Dr Cachia Zammit then makes the extraordinary claim that the Maltese government is the least to blame for the sad outcomes of the child migration scheme, when it enticed the main architect of the scheme, Br Conlon, to Malta with the principal aim of convincing the Christian Brothers to include Maltese children from deprived backgrounds into their scheme.
Once Br Conlon agreed to include the Maltese the Maltese government invested substantial sums to pay for the children's passage to Western Australia and their upkeep in the Catholic institutions. The government also collaborated with the Church to promote the scheme to the parents of prospective candidates.
For Dr Cachia Zammit to then claim the government and Church of Malta were free of any duty of care for the children they enticed into the scheme is preposterous.
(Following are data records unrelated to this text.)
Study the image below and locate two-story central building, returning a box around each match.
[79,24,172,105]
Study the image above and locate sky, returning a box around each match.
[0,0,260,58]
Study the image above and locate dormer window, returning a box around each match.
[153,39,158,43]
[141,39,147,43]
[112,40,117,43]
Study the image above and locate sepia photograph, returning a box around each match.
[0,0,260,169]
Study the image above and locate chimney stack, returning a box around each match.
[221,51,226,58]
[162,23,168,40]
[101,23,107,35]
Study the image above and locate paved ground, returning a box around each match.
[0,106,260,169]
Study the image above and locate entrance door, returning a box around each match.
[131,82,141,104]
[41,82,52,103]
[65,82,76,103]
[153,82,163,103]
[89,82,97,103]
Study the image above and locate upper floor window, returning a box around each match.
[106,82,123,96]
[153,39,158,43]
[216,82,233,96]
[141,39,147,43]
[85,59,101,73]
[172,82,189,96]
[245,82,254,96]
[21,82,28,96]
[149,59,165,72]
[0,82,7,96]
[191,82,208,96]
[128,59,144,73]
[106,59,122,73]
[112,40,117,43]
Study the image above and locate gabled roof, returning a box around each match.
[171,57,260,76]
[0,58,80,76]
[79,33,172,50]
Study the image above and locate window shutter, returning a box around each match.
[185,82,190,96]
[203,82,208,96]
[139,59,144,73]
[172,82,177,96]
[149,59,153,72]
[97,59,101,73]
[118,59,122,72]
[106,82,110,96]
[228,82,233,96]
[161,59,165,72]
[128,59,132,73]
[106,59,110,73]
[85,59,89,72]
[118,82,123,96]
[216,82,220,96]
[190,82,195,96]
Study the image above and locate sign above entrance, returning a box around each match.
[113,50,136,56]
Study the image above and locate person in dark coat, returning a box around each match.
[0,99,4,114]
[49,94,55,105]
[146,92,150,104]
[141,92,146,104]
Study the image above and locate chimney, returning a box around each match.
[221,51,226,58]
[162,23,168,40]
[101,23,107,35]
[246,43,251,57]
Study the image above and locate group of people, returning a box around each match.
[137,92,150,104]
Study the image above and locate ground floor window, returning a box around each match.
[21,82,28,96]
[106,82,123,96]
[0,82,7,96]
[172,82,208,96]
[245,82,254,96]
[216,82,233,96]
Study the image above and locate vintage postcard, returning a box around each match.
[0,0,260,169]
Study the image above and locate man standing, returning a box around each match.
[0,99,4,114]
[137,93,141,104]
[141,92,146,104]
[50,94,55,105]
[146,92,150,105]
No one has ever doubted that the intentions of the scheme were noble and that some Maltese children benefited from it. But this is of little consolation to those who were harmed and continue to be adversely affected by the loss of their childhood. Yet Dr Cachia Zammit and his ilk do not even concede that hurt and damaged former child migrants exist.
He implies that the allegations were intended to bash the Church. One could expect him to be well placed to form this conclusion. After all he was Minister of Emigration and he visited some institutions in 1963 and spoke to some of the child migrants. No child migrant, he claims, approached him with any allegation and it took so long for someone to eventually come forward and complain about treatment they received.
Why were 11 years allowed to pass before an Emigration Minister visited the child migrants in the Perth institutions? Why was he unaware of repeated allegations of abuse made by Maltese child migrants during the 1950s to Maltese Church officials in 1953?
How did Dr Cachia Zammit expect Maltese child migrants to approach him about the abuse when meetings with dignitaries were always in the presence of the Christian Brothers and knowing how others were punished when they bravely made allegations?
How did he expect the children to write home about the abuse when all letters sent home were reviewed by the Brothers? How could he obtain a true understanding of the institutions when he visited only two of the six institutions that housed Maltese children?
The three children he met were from Tardun, perhaps the least controversial of all the child migrant institutions. They were encouraged to join the scheme by Dr Cachia Zammit and they were the only Maltese child migrants to receive land from the scheme. Little wonder they failed to complain.
But Dr Cachia Zammit failed to visit boys who lost limbs through accidents while in the care of the institutions. Did he know about these children? He certainly made no mention of them on his fact-finding mission to Perth.
A measure of the fact-finding success of Dr Cachia Zammit's visit to Perth can be gleaned from the fact that he waited for advice from the Australian government about their suspicions, which he received after he returned from Australia, to act.
This was after he failed to meet with the Christian Brother director (as planned) in Perth because of a police investigation. That was in 1963 and the scheme continued until 1965. Dr Cachia Zammit describes such 'prompt' action as 'immediate steps'.
Perhaps Dr Cachia Zammit owes an apology to the former Maltese child migrants for his negative, ill-conceived and unsubstantiated position on the apologies from Malta's Church and State.